Friday, January 10, 2014

Puzzling Out The Past

As I get older, I increasingly recognize myself as a piece in a puzzle. I cannot see the whole picture, but the further I look beyond those pieces immediately connected to me, the more I find I have a clearer idea of who I am. I come from a long line of tradesmen and artisans, from tailors and cobblers, to fishermen, carpenters, and brewers. It is little wonder then, that I am someone who must DO to think. That I am most content when I am working with my hands, and why I cannot tolerate too much time stuck indoors.  

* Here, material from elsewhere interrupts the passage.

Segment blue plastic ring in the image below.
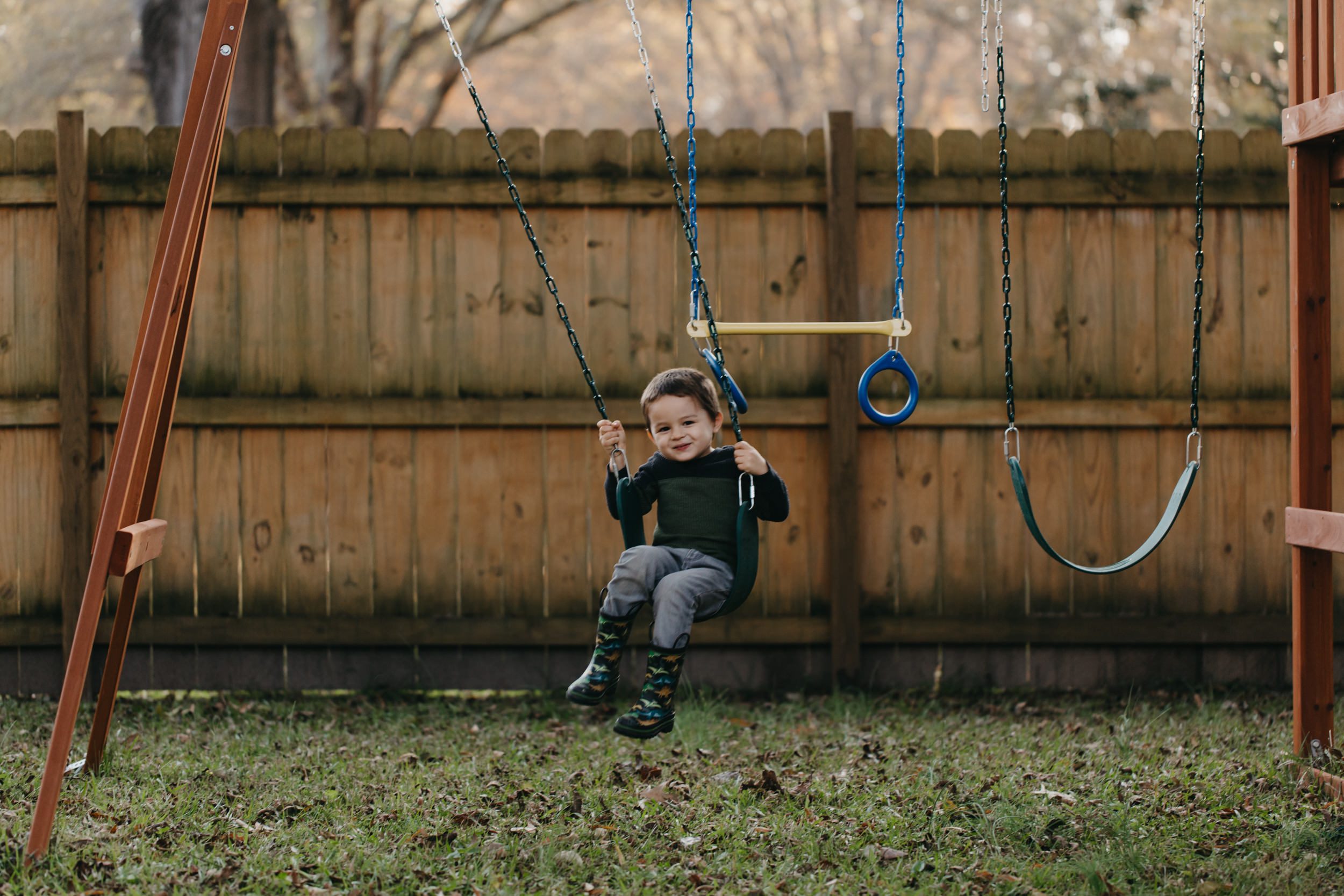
[700,348,747,414]
[859,349,919,426]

Cooking is a path that I have found to connect me to past. To continue the metaphor, it helps to fill in the margins of what I can already see, and what I know about myself and the world I live in. When I make, for example, my great grandmother’s brown sugar shortbread cookies, I can in some small way sense the link between myself and a woman I was not fortunate enough to meet during her lifetime. The meat pies and stews I crave all winter long are a culmination of my shared Scottish, English, and French Canadian heritage which is also the reason tea resonates so strongly with me. And why I like it, as my great grandfather was fond of saying, “hot, sweet, and strong enough to walk on.” Cooking also connects me to that deep unknowable past, not only my own heritage, but to the heritage we all share. No matter how sophisticated the technique I may use in my kitchen today, cooking is as its essence the alchemy of food and fire. It is the means of caring for, binding, and nourishing your tribe.